Black Weddings were also held in Poland. An article in the Jewish-Polish newspaper ‘Hamizpe’ described practices and rituals performed
by a rural-town Jewish community desiring protection from the Spanish Flu, such as shaving their hair, drawing black lines around houses,
sleeping with their pyjamas inside-out and nailing knives to the rooftops. When all these rituals failed, the community decided to try the
well-known, ‘proven’ ritual a Black Wedding.
The wedding was held between Mendel and Susia, two of the town’s mentally ill bachelors in the hopes that it would atone for the
community’s sins and protect its members (Hamizpe, ‘Black Wedding’, 31.5.1918). Later, during the Second World War and the Holocaust,
typhoid fever spread in ghettos, resulting in several black weddings.
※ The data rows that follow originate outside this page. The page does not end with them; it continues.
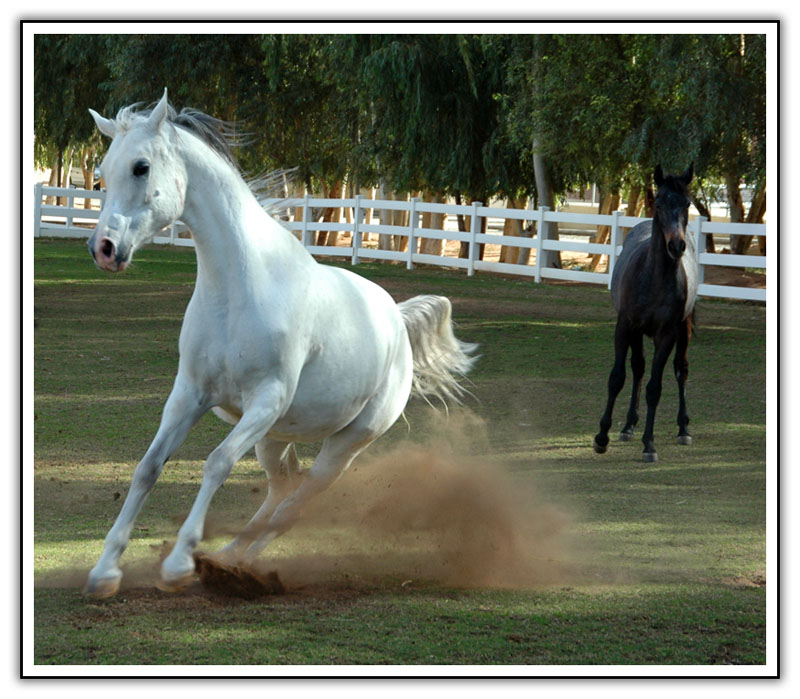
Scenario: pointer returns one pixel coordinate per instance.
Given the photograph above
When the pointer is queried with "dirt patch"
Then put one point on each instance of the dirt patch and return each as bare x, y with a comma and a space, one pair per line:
443, 512
235, 580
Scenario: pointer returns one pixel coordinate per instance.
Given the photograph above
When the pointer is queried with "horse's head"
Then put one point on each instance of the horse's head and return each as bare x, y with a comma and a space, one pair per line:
671, 209
145, 182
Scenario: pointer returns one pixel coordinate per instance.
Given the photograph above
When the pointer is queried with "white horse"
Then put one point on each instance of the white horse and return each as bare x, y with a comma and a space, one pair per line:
281, 347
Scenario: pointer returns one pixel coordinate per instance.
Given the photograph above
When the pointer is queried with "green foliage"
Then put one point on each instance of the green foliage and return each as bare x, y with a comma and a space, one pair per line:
445, 113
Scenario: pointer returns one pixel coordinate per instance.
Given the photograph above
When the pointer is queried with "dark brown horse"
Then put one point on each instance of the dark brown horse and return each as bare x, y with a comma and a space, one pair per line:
654, 286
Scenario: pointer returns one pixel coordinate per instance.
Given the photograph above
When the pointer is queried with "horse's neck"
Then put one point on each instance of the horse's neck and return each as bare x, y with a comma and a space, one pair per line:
229, 227
660, 263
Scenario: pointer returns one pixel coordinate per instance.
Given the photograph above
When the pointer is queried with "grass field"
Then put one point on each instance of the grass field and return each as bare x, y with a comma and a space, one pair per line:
493, 537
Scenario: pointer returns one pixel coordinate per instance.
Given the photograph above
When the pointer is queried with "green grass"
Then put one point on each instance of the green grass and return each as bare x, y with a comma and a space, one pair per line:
661, 564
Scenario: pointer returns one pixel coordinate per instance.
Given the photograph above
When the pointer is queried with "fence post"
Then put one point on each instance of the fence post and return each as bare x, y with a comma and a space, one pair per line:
473, 233
700, 246
70, 203
306, 216
357, 213
412, 225
37, 210
612, 255
540, 212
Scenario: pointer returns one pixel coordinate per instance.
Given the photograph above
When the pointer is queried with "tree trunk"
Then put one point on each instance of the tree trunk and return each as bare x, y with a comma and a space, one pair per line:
87, 167
736, 208
385, 241
52, 182
609, 202
400, 219
634, 201
59, 163
544, 188
512, 227
463, 249
333, 214
433, 221
758, 207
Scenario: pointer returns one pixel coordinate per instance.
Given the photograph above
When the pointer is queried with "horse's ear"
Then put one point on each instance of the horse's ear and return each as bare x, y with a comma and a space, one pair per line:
106, 126
159, 114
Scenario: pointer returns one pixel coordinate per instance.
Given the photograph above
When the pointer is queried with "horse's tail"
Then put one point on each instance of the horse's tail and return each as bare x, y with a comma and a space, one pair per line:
439, 357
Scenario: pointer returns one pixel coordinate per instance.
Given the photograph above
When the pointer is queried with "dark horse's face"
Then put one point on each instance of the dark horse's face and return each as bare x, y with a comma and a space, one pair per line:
672, 209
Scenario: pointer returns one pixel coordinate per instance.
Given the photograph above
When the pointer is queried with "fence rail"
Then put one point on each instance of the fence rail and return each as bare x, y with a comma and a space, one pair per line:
360, 224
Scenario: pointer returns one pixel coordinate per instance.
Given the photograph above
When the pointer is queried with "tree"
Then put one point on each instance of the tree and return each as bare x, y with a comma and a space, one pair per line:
61, 122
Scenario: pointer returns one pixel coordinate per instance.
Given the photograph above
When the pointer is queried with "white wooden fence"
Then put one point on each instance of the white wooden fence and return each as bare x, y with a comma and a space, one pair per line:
71, 222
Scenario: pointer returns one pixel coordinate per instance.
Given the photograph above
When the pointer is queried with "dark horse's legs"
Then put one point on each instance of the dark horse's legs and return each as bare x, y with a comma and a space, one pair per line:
681, 373
664, 343
616, 381
637, 369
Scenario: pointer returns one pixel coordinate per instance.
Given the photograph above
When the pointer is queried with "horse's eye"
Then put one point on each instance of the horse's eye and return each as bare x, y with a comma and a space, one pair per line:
141, 168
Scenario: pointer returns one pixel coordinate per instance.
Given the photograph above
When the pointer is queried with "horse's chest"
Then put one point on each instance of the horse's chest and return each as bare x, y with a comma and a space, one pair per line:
223, 357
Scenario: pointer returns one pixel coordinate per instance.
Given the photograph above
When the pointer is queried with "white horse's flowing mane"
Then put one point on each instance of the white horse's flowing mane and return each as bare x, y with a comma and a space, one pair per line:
223, 137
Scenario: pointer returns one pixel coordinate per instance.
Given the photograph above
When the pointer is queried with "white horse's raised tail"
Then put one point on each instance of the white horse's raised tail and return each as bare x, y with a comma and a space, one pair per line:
284, 348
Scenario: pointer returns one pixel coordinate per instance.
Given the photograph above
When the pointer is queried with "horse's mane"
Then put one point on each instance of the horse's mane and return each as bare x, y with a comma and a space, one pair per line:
222, 137
219, 135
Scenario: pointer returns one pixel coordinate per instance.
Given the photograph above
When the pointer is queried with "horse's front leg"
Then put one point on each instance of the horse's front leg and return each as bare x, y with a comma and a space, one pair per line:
178, 568
637, 369
681, 365
664, 343
181, 411
616, 381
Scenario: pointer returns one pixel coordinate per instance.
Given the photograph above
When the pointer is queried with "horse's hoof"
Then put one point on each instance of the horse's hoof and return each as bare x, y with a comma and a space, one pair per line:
103, 588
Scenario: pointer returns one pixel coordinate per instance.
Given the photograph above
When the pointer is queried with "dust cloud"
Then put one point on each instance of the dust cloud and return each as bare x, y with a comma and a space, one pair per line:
439, 509
444, 511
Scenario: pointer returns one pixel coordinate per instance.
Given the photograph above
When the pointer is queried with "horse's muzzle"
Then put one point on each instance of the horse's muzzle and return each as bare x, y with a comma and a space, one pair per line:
107, 254
676, 247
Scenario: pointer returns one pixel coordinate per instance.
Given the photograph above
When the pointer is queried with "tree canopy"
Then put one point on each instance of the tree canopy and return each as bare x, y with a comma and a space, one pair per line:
451, 114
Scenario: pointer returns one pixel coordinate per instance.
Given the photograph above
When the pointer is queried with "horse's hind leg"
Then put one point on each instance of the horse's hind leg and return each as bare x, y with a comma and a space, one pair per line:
616, 381
681, 364
637, 369
337, 453
284, 474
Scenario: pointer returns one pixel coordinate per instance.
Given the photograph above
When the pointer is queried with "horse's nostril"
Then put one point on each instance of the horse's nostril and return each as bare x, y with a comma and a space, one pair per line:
107, 248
In March 2020, more than 110 years after the last known Black Wedding took place in Israel, the most recent Black Wedding was held in
the ultra-orthodox city of Bnei-Brak. Occurring at the early stages of the Coronavirus outbreak in Israel, participants hoped that the ritual
would stop the massive spread of the virus in the Ultra-Orthodox community, which was already badly infected. An unknown young couple,
likely orphans, were married in a cemetery under a black canopy as tradition dictated. Social distancing, which was proscribed by the
government, was not maintained during the ritual.
The use of weddings as a public-religious tool during crises demonstrates how emotions like love and intimacy that have in modern times
become associated with weddings are sometimes secondary. Rather, some communities use weddings and marriage as the cornerstone of
the family mainly as a tool to uphold social order.
The ultra-orthodox Jewish community’s decision to use weddings to fight the plague demonstrates how weddings act primarily as devices
of public-social-political order rather than as expressions of emotion between two individuals. However, ‘Black’ and ‘White’ weddings share
some common emotional expressions. Both symbolize a fresh start and a feeling of hope. While the Coronavirus may have not been
vanish following a Black Wedding, an entire community earned a (temporary) sense of hope.